The API will return a list of document IDs:

["Event/480d554f9357b974694a4ffc42f39b9ac38761bc28257cff14168ba18912c398",
 "Event/456691cbb7564edad50ffd4f4245f760b1d4eb4459a31761324180ef1fa75d50",
 "Event/ba629b086337d94c7ca89c02d04e6fa2e9cb28bbf03b7e93f30e74a9b5a7962c"]

These are just generated from whole cloth and have nothing to do with their data. Therefore, we will need to refer to them explicitly by ID from now on. This often makes the most sense when we will refer to them from other (perhaps more explicitly named) objects.

Explict Naming

“When I use a word,” Humpty Dumpty said in rather a scornful tone, “it means just what I choose it to mean—neither more nor less.”

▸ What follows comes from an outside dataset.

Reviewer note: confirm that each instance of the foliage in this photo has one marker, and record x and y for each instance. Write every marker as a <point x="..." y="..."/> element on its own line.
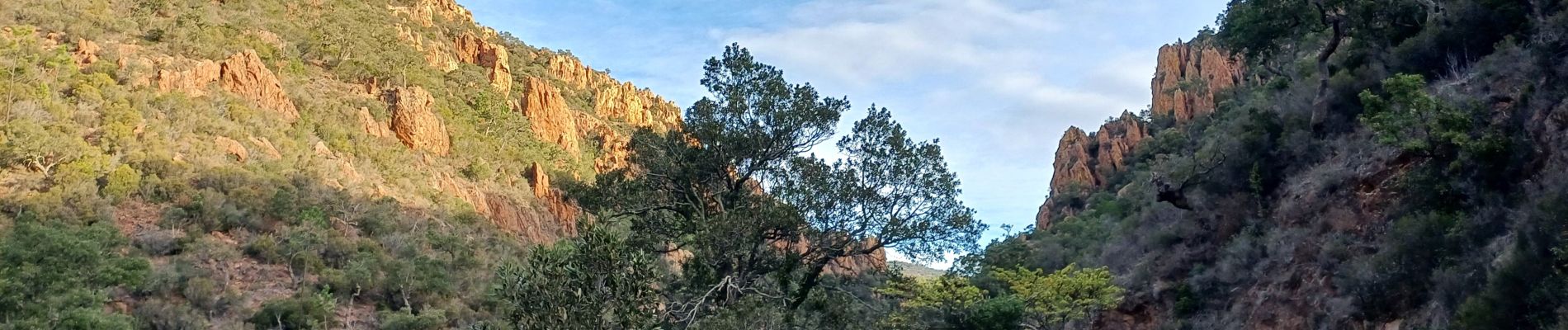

Sometimes we just need to use the name of a thing the way it exists. This could happen referring to documents with names that are generated externally, or it could be that we just want our URIs to be self-explanatory and not based on something which can be generated from a key.

In this case we just always pass the @id around whenever we refer to the object, whether inserting, updating or deleting.

Easier is Better

We had a lot of pain trying to generate large RDF graphs when we were getting started. The problem of naming, not having a good way to recognise already entered objects, no good way of "consing" up a name for something, whether tied to data, or random all caused stumbling blocks. A lot of special purpose logic went into scripts, where it was made to be correct after a lot of tweaking, and then remained completely opaque to everyone who did not read the ingestion script.

Embedding id generation into our system has helped to alleviate a lot of those problems, and has made our system more declarative, and more transparent. Hopefully with a bit of playing around, you can appreciate the advantages.